The operation: given two nodes that are both true and mutually irreconcilable in the current structure, find the minimal extension of the conceptual space that resolves the incompatibility. In category theory this is the colimit. In practice it's the question: what new concept would make both of these simultaneously true?

A knowledge graph built as an abstraction engine treats tension not as noise to clean up but as the primary signal of productive work. The maintenance pass doesn't lint contradictions for removal; it surfaces tensions for amplification. The output of the system is not just denser coverage of known terrain — it is new terrain.

This operation is nowhere in GraphRAG's architecture. It is not what Karpathy's lint pass does. It is not what MemGPT/Letta's memory editing supports. The field is building better and better persistence systems. It is not building systems designed to extend their own conceptual space.

Honest Assessment

The abstraction-engine framing is ahead of the field on one specific question: what should a knowledge system produce beyond better retrieval. The claim — that a graph should deliberately identify irreconcilable tensions and force the colimit — is not in the published literature. The mechanism, vocabulary, and deliberate architecture are original.

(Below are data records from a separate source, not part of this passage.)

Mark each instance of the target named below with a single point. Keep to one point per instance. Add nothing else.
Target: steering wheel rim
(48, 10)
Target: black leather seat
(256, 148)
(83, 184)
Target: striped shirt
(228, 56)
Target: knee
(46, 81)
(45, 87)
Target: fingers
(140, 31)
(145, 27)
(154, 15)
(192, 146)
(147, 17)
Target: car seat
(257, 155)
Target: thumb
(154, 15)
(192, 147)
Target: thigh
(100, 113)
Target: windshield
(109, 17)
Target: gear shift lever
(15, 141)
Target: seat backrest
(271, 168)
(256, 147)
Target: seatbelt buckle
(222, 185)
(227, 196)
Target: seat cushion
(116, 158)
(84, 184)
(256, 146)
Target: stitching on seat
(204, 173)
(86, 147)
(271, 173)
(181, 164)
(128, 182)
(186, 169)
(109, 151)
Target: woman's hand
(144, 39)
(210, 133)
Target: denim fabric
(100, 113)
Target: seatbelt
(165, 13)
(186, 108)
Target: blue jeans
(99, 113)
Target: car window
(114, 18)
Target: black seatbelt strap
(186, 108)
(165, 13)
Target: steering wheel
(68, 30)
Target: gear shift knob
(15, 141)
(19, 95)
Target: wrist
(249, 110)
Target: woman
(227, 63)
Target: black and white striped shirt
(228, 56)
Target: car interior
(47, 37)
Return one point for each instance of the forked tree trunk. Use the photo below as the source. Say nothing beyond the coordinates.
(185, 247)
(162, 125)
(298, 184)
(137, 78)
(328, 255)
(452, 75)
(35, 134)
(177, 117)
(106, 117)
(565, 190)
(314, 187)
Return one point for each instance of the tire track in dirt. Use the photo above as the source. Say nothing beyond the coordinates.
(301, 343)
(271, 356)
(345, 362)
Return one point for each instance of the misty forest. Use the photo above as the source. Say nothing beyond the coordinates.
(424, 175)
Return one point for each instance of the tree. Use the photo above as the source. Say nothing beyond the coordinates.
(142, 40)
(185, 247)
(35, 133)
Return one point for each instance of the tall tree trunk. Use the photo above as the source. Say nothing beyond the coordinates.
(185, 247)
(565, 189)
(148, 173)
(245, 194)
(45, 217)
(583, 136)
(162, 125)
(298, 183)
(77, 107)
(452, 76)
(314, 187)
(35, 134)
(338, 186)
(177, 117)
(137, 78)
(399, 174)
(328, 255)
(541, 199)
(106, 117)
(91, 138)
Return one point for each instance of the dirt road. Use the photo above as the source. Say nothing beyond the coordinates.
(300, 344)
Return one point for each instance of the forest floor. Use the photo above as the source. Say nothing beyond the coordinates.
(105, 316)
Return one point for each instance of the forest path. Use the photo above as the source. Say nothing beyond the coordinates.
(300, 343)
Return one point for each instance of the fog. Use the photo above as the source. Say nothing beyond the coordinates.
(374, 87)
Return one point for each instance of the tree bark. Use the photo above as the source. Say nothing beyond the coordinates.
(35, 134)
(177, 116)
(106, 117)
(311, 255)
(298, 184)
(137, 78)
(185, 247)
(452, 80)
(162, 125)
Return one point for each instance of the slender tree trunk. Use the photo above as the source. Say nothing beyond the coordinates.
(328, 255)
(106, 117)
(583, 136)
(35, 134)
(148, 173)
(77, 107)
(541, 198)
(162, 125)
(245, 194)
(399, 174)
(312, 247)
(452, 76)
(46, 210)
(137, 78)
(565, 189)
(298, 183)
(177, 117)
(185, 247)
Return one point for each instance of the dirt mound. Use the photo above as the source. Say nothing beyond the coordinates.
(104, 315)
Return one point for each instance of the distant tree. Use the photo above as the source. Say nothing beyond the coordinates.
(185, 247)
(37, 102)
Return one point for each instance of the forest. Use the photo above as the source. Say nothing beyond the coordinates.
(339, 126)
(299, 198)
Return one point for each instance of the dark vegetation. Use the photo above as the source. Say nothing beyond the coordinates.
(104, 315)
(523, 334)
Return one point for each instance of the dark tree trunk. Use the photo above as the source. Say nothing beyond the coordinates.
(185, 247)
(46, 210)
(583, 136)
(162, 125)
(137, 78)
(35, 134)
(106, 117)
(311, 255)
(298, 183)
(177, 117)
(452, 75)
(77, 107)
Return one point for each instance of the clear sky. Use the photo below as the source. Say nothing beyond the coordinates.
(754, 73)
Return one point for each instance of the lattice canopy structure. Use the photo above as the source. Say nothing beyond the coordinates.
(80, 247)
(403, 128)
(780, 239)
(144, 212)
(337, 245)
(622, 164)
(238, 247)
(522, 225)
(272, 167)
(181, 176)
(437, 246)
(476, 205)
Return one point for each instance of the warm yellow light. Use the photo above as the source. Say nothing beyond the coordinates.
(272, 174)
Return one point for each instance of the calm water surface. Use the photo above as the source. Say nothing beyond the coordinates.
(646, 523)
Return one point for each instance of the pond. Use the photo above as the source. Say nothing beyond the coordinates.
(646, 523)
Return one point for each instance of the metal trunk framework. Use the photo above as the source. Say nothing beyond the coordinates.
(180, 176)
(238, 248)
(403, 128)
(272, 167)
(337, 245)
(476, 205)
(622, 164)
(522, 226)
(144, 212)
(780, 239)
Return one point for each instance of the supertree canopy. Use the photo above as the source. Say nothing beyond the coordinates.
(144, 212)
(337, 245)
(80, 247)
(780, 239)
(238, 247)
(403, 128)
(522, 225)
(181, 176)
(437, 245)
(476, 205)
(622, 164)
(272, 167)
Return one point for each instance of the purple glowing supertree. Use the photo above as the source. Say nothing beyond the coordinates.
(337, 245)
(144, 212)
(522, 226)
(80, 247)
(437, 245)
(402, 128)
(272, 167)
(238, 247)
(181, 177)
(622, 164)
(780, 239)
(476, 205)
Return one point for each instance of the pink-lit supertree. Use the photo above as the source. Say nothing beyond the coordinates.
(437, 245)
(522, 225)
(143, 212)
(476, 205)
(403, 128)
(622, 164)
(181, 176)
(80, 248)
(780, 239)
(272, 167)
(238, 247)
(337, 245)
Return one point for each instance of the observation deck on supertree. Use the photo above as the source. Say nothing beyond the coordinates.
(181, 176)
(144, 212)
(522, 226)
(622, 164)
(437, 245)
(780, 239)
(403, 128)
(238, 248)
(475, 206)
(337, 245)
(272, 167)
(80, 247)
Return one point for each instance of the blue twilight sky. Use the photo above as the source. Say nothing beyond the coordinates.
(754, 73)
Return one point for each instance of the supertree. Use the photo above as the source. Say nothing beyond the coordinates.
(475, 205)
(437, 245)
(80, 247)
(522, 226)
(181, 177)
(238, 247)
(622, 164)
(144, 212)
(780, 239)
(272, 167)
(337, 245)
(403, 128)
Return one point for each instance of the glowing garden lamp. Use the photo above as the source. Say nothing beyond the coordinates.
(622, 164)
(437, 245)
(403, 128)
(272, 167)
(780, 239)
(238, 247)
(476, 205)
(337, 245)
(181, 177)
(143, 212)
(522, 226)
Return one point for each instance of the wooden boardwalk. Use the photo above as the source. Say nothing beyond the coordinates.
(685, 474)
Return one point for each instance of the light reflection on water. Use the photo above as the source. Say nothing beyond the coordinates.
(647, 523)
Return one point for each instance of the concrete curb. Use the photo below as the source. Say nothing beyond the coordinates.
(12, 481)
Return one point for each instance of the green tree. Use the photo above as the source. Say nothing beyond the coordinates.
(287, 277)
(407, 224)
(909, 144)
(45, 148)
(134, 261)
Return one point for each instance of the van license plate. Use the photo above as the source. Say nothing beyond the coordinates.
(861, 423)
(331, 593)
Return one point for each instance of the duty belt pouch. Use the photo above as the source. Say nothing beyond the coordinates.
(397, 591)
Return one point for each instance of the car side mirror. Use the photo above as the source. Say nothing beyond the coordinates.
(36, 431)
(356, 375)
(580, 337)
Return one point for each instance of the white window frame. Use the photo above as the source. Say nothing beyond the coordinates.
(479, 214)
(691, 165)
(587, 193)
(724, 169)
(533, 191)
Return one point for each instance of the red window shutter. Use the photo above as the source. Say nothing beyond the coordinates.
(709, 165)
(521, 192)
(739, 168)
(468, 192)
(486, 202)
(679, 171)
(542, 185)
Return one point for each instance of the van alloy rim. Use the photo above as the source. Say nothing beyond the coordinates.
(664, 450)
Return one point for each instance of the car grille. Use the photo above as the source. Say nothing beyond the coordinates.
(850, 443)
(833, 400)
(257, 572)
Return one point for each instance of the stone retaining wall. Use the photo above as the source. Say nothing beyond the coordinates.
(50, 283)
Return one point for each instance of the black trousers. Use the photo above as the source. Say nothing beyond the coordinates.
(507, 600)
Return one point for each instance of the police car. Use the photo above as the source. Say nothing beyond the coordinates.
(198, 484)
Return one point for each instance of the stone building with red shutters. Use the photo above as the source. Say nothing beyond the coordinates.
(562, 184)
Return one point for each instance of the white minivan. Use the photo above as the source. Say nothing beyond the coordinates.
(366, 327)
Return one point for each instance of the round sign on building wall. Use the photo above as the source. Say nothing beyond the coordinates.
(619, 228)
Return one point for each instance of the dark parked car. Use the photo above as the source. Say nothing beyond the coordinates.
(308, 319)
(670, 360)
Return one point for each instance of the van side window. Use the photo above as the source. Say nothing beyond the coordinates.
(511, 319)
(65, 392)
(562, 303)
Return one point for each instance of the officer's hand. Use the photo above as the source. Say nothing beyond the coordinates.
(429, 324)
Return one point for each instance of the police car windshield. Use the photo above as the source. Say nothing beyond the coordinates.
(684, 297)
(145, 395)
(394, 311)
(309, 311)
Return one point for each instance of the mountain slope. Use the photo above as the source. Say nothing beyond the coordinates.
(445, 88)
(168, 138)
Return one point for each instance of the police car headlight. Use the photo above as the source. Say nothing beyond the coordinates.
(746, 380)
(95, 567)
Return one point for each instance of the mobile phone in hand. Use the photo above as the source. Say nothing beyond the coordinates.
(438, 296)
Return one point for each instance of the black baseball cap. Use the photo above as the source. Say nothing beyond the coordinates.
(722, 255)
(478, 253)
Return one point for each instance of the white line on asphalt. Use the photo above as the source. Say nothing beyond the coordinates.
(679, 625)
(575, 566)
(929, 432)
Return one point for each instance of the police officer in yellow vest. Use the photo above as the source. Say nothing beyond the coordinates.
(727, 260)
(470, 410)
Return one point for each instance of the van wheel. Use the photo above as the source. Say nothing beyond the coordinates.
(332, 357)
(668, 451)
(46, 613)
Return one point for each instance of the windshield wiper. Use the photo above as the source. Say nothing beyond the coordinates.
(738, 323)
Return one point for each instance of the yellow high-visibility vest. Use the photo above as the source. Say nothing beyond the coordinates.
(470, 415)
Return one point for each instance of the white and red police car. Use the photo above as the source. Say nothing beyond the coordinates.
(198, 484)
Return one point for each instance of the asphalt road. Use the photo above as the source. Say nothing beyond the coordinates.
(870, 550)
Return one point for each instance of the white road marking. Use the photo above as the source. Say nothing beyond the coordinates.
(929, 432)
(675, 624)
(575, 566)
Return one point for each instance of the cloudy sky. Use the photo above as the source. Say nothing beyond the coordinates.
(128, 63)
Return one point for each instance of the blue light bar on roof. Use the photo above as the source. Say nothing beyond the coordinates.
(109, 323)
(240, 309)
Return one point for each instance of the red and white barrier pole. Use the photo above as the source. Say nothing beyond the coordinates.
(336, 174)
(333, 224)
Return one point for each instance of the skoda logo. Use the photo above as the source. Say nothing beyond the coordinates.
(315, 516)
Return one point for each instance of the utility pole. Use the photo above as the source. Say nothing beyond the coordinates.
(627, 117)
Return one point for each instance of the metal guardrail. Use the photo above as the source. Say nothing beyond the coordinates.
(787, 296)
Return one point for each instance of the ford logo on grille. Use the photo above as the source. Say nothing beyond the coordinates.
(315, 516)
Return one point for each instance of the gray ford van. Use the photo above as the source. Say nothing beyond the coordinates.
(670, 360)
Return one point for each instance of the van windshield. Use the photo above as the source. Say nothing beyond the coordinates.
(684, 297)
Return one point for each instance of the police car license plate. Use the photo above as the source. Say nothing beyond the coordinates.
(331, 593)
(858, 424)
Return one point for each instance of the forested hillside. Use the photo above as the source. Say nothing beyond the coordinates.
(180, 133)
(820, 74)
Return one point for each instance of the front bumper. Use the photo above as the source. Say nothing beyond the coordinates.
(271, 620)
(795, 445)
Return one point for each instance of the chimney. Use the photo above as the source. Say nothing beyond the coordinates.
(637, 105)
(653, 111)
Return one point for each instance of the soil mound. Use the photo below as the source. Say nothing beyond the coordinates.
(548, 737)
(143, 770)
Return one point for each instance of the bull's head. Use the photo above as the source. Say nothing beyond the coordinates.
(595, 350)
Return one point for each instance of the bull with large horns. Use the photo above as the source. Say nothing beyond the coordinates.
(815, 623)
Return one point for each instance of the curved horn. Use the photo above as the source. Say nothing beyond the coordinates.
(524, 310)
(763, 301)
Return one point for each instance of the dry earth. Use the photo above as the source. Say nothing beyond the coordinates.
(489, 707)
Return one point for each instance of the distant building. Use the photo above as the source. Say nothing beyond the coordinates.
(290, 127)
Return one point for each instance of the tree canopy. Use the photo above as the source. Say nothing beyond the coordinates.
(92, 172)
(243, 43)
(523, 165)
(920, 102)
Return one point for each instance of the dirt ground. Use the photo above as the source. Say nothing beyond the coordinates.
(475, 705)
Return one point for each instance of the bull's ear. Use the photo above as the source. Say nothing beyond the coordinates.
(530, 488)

On everything operational, the field is ahead. GraphRAG has a working implementation with production benchmarks. Graphify reports 71.5x token efficiency gains. Letta has a multi-agent deployment architecture. The abstraction-engine framing has a writing practice and a stopping criterion. It does not yet have a quantifiable benchmark for dimensional expansion.

But this asymmetry is temporary, not structural. The field is now building at the scale where the flat-graph problem becomes legible. An enterprise that has accumulated a hundred thousand nodes across five years of GraphRAG operation will eventually notice that the graph is answering questions better and better while generating fewer and fewer genuine surprises. The retrieval accuracy curve keeps improving; the insight rate plateaus. That's the flat-graph problem at production scale, and the persistence infrastructure being built now will not solve it.

When that happens, the vocabulary and architecture for what comes next either exists or it doesn't. The field will arrive at the productive-tension problem. It will need a name for it, a mechanism, and a way to measure success. The abstraction-engine framing is that vocabulary built ahead of the need.